Dongala Bandi is a 2008 Indian Telugu-language comedy film directed by Satish Vegesna and starring Allari Naresh and newcomer Tanya. The plot is treasure hunt of Nizam's looted treasury by the heirs of the robbers.

== Cast ==

- Allari Naresh as Krish
- Tanya Vakil as Aishwarya
- Malishka
- Ali as Tantia Tope / Tribal leader
- Venu Madhav as Pinakapani / Don Amrutapani
- Brahmanandam
- Jaya Prakash Reddy
- Master Bharath
- M. S. Narayana as Okka Magaadu
- Geetha Singh
- Chitram Srinu
- Venu Yeldandi
- Kovai Sarala as Aishwarya's sister
- Rao Ramesh
- Jeeva
- Shankar Melkote
- Kondavalasa
- Krishna Bhagavaan
- Rajitha
- Fish Venkat
- Gundu Sudarshan
- Suman Setty
- Shakeela
- Puja Bharati

== Production ==
Allari Naresh plays a thief after Gamyam and Blade Babji.
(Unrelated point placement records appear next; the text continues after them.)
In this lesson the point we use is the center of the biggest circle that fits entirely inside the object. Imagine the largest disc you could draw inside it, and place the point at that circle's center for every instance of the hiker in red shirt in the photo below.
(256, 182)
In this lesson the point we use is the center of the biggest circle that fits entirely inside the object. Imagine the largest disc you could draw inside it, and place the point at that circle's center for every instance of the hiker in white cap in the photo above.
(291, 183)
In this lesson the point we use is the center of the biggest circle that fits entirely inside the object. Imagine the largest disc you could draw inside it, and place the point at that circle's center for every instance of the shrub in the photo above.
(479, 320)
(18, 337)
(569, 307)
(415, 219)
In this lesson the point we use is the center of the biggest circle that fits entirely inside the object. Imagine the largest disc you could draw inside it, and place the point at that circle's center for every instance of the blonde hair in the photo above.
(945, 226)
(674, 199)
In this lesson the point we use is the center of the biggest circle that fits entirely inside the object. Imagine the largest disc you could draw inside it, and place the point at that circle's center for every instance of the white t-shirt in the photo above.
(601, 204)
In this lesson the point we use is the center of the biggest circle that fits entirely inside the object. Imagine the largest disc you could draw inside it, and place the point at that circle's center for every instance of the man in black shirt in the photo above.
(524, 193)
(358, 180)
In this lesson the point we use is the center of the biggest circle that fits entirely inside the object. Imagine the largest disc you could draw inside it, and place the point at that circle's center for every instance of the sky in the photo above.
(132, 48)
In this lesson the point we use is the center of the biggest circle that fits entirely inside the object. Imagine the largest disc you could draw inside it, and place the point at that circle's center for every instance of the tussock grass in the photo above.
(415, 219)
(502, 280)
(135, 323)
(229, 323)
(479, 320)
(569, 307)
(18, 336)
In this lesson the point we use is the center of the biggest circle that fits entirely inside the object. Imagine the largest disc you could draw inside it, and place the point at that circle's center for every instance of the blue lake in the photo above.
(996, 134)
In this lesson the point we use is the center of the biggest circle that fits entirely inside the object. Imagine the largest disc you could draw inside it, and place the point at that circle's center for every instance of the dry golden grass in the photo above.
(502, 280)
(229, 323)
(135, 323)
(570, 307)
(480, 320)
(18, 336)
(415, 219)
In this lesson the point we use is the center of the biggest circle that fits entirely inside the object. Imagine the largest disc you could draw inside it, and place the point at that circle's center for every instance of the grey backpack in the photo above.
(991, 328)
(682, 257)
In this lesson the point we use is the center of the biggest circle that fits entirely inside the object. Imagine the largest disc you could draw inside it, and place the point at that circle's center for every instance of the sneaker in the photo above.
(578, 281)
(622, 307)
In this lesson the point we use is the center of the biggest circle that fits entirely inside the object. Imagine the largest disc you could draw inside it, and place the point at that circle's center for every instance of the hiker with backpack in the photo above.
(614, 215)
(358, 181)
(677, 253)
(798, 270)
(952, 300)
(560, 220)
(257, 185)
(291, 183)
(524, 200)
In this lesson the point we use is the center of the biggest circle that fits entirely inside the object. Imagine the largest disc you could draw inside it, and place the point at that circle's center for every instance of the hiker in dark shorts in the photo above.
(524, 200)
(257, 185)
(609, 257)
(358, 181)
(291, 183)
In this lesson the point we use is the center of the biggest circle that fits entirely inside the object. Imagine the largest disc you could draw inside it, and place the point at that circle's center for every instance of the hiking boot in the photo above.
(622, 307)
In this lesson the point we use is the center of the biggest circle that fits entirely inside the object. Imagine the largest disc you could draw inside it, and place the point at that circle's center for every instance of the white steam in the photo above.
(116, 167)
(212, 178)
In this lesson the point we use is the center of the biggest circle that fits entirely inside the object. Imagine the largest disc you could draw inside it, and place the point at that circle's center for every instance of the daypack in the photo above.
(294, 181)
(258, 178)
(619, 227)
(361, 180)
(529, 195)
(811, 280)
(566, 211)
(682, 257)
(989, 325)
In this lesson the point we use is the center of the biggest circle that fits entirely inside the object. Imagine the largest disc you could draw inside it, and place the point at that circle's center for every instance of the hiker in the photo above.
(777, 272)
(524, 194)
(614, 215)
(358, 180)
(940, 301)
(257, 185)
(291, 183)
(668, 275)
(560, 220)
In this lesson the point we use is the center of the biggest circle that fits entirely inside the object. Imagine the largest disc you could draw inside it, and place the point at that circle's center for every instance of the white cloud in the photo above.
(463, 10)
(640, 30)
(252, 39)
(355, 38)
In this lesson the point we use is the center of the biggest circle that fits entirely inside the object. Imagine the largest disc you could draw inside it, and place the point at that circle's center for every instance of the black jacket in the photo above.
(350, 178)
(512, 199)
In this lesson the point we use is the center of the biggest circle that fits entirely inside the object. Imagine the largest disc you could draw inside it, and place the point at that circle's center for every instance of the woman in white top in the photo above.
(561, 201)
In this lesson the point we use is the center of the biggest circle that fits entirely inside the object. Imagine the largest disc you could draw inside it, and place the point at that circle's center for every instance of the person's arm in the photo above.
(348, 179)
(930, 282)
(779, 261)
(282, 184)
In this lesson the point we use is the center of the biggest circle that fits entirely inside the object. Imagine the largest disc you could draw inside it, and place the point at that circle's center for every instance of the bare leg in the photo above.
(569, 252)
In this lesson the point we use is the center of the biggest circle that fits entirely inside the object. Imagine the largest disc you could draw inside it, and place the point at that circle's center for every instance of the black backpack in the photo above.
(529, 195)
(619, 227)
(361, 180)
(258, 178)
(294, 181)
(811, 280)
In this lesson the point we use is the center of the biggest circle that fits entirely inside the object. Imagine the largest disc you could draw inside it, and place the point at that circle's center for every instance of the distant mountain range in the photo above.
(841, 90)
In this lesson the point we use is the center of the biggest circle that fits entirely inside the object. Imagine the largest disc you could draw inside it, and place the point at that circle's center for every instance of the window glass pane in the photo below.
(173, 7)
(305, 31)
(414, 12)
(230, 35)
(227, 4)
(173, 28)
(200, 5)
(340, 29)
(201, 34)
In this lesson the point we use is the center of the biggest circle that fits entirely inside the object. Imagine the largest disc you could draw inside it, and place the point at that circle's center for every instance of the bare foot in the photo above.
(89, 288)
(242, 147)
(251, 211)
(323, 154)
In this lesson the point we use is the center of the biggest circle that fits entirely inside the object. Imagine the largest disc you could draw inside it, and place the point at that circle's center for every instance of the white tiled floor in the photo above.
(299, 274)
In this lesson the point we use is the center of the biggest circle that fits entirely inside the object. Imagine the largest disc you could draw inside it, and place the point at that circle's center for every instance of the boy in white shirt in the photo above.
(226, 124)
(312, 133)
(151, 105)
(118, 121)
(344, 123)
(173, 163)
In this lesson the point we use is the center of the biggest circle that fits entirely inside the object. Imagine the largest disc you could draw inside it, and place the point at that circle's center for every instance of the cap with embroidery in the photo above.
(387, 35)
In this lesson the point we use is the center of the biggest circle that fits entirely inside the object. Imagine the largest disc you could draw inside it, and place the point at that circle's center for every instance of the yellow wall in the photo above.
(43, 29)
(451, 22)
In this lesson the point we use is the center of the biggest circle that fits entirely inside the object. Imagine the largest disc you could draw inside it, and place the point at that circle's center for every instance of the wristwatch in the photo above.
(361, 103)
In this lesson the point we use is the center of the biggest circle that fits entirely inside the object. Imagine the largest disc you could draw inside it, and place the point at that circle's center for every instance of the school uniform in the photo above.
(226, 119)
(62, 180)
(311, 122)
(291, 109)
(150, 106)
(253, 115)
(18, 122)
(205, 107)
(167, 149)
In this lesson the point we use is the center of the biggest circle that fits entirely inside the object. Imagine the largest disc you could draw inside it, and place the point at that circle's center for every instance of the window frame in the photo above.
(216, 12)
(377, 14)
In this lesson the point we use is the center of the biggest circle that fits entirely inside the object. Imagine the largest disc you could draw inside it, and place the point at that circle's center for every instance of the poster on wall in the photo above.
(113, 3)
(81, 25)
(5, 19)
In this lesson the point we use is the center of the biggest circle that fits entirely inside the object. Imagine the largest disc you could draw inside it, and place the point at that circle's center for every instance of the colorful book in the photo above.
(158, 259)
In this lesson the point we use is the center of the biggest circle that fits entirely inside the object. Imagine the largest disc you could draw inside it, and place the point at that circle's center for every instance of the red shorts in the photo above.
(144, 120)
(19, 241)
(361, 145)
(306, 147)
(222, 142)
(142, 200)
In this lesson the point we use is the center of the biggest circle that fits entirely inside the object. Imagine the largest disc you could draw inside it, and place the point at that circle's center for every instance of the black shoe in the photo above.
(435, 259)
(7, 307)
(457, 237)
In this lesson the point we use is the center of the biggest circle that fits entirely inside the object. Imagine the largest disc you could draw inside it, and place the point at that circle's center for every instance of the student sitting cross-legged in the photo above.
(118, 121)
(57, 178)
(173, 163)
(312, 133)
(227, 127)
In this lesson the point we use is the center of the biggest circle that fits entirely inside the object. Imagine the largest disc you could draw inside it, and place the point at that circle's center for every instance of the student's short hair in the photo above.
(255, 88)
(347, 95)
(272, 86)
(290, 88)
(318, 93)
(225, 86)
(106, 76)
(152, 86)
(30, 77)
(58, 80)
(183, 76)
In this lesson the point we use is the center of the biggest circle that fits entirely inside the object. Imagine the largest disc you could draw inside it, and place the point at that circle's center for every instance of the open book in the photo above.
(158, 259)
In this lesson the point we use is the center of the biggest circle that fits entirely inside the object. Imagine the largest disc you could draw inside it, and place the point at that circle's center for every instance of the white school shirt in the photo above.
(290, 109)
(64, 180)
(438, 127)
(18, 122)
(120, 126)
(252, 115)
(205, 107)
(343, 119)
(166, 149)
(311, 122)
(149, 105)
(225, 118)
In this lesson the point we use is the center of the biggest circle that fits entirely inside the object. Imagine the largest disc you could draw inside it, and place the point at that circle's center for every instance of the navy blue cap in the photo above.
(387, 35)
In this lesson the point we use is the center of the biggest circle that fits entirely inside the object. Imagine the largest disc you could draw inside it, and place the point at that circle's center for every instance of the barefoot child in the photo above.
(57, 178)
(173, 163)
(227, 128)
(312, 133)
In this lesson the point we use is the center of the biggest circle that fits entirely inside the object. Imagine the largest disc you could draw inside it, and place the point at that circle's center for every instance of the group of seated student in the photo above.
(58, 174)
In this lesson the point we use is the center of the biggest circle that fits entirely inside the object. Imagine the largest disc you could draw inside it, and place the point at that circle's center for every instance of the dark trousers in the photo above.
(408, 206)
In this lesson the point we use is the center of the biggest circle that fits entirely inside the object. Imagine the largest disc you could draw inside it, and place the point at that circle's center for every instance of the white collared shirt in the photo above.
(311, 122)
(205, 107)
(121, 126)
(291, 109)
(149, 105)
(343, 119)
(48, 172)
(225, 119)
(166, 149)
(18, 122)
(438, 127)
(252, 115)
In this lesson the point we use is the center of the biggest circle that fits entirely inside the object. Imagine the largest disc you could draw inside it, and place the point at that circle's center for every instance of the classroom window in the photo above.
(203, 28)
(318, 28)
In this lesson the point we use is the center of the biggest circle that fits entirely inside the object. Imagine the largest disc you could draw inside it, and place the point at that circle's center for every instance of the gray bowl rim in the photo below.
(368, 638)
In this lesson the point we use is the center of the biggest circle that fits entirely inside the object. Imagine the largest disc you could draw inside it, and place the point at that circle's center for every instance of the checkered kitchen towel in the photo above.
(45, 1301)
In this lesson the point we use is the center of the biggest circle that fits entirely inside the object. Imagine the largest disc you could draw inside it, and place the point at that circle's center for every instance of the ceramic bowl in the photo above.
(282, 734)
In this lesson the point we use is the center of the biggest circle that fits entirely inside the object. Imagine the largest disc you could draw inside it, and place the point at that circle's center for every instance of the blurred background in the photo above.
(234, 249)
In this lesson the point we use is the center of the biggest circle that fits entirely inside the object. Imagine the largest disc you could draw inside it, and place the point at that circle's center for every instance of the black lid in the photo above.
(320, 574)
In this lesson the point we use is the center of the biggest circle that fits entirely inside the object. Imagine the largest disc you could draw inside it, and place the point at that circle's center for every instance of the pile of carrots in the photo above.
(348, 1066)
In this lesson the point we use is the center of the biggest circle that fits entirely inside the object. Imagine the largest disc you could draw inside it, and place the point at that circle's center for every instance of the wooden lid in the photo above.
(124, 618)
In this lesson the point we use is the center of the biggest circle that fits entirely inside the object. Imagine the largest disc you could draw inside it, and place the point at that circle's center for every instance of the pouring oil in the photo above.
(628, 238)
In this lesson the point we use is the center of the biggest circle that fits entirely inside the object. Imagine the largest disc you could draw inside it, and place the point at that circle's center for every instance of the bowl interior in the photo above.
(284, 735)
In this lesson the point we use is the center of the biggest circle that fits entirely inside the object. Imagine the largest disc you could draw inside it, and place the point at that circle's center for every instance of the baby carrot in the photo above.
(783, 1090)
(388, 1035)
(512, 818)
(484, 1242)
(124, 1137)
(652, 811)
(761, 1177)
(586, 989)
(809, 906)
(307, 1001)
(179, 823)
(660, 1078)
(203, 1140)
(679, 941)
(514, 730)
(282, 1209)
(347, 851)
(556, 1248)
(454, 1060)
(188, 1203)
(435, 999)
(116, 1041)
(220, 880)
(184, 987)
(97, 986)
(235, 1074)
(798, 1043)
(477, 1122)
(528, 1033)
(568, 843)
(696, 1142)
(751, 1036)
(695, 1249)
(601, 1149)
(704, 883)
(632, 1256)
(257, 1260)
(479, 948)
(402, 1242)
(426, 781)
This is the debut film of director Satish Vegesna.

== Soundtrack ==
Music is composed by Rajasekhar Valluri. The lyrics are written by Suddala Ashok Teja, Abhinaya Srinvas, and Surisetty Rama Rao.
1. "Amma Cheppindhi" - Ranjith
2. "Nelaku Jarene" - Rajasekhar
3. "Chetha Venna" - Rahul Nambiar, Shweta Pandit
4. "Oorori Mavayy" - Rajasekhar, Priya
5. "Sannajaji Pakka" - Manikka Vinayagam, Bhargavi Pillai
6. "Paka Paka Navvu" - Srinath, Sai Saritha, Madhu Priya, Sahithi, Shravya

== Reception ==
The Times of India gave the film a rating of two out of five stars and called the film "a misadventure". The Hindu opined that "Dongala Bandi succeeds in keeping Allari Naresh's fans and comedy genre lovers faithfully entertained and involved". Idlebrain wrote that "On a whole, Allari Naresh's Dongala Bandi disappoints big time".